Sitôt cette révélation très médiatique, on a vu s’élever tous les censeurs d’un soir, même chez les propres amis de la famille politique de Mr Mitterrand.

DÉMISSION ?

“Démission !” a-t-on jeté ici ou là. "Pas question" de garder comme ministre un tel personnage dont le visage devenait odieux et digne d’être livré à l’opprobre publique !

Si nous étions dans un autre pays que la France, notamment aux U.S.A., cette démission se serait imposée sur le champ : on ne connaît que trop le caractère pointilleux de ces civilisations puritaines qui disent en même temps la morale, alors qu’en secret ils n’hésitent pas de la bafouer tout autant. Une forme comme une autre d’hypocrisie bien-pensante qui donne bonne conscience à la meilleure société exposée en vitrine de la Nation.

En France, les réflexes sont différents. La démission n’est pas le réflexe que l’on met spontanément en avant. Ce d’autant qu’aucune action judiciaire n’était ouverte contre cet auteur soudainement rendu coupable.

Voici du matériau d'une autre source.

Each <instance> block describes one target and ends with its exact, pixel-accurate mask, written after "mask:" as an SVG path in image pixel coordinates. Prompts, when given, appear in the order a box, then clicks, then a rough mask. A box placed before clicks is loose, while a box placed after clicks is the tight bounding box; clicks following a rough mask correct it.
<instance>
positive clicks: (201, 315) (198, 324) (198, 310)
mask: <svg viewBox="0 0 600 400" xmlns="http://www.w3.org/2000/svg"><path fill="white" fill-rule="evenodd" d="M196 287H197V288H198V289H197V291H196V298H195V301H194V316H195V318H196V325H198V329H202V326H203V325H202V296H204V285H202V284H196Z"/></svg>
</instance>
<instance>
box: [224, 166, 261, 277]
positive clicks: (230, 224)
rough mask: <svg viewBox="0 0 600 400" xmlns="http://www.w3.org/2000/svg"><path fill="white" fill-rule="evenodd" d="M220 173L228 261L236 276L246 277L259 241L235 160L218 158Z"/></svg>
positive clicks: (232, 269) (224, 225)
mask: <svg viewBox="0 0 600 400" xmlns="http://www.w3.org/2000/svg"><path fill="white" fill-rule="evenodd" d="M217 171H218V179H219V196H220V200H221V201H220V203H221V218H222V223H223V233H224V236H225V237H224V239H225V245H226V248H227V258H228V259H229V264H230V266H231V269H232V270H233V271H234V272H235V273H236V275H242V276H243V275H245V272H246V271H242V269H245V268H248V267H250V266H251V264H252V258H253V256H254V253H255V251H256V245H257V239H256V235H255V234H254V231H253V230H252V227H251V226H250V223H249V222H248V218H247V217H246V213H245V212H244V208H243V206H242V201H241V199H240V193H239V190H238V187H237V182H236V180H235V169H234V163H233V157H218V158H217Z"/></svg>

Il faut reconnaître que, face à la vague qui menaçait de l’emporter, Mr Mitterrand a agi avec une certaine habileté, ébranlant même plusieurs de ses détracteurs, lesquels se sont retrouvés soudain en position de défense face à certaines de leurs déclarations trop conventionnelles.

VIE POLITIQUE ET VIE PRIVÉE

Cette “affaire” met donc, une fois de plus, en opposition la logique de la vie politique à celle de la vie privée. Et il aura suffi d’une phrase - une seule, celle de Mr Mitterrand sur l’affaire Polanski - pour que celui-ci voie sa vie basculer. Car, même s’il ne démissionne pas, soutenu en cela par son “auteur” - Nicolas Sarkozy qui l’a projeté à cette avancée sur la scène politique - cette affaire laissera quand même des traces, y compris dans sa vie privée. C’est un tourbillon d’une extrême violence qui révèle combien la vie politique peut être impitoyable et tenter de vous briser.

LA CULTURE DE L'AUTODAFÉ

Pour ma part, je n’ai pas la culture de Mme Le Pen, celle des autodafés. Il n’appartient à personne de renier, voire brûler ce qu’a écrit un auteur.

Quel écrivain ne se s’est un jour inspiré dans sa nouvelle, ou dans son roman, de la vie des individus dans leur quotidien, avec leur part inévitable de turpitudes ? Celles-ci, dans leur narration, apportent même souvent le sel nécessaire pour lui donner une grande part de son intérêt, voire lui assurer son succès littéraire.

Si Gide ou Montherlant étaient toujours de ce monde et avouaient aujourd’hui ce qu’ils ont fait eux-mêmes, ils seraient passibles des tribunaux. Wilde est passé lui aussi par l’épreuve de la prison pour de simples faits bien moins graves. Faut-il pour autant condamner et jeter ces auteurs aux gémonies ?

Ce qui, là, est un atout pour un écrivain devient, ici, une objection - j’allais dire une abjection - pour un homme public.

QUELLE EXEMPLARITÉ ?

On attend de fait que l’homme politique soit exemplaire. Mais de quelle exemplarité parlons-nous ? Doit-il être exemplaire au sens qu’il soit sans tâche et inattaquable ? Dans ce cas un examen au microscope révélerait que les hommes politiques ne sont pas inattaquables, y compris sur le plan sexuel où ils ont souvent des vies assez compliquées et peu exposables en public. Ou bien l’homme politique doit-il être exemplaire au sens de la sincérité, de l’honnêteté, voire même de sa capacité de repentance ?

Je pense que Mr Mitterrand est plutôt “exemplaire” (je mesure le mot) dans cette seconde catégorie-là, de celle qui assume sa part d’ombre et témoigne de sa profonde humanité, avec ses faiblesses avouées.

L’homme politique n’a pourtant pas droit à une particulière immunité. Mais l’on mesure le fossé qui sépare l’homme de la rue, habitué à une certaine indulgence pour celui qu’il croise dans son quotidien, professionnel ou familial, et l’élite auquel ce même homme de la rue est peu enclin à admettre ses éventuels travers.

Mais quand on sait qu’à partir d’un cas particulier les français sont naturellement portés à légiférer, moraliser, philosopher sur la société toute entière en y mêlant tout ce qui l’environne, on mesure ce qu'est le risque de faire partie de l’élite publique qui, elle, s’expose à  ces aléas et sur lesquels elle a si peu de prise.

Le métier de politique n’est pas du tout un métier comme un autre. C’est une haute exigence qu’embrasse celui qui s’y engage. Une sorte de sacerdoce où il doit faire don de sa vie privée.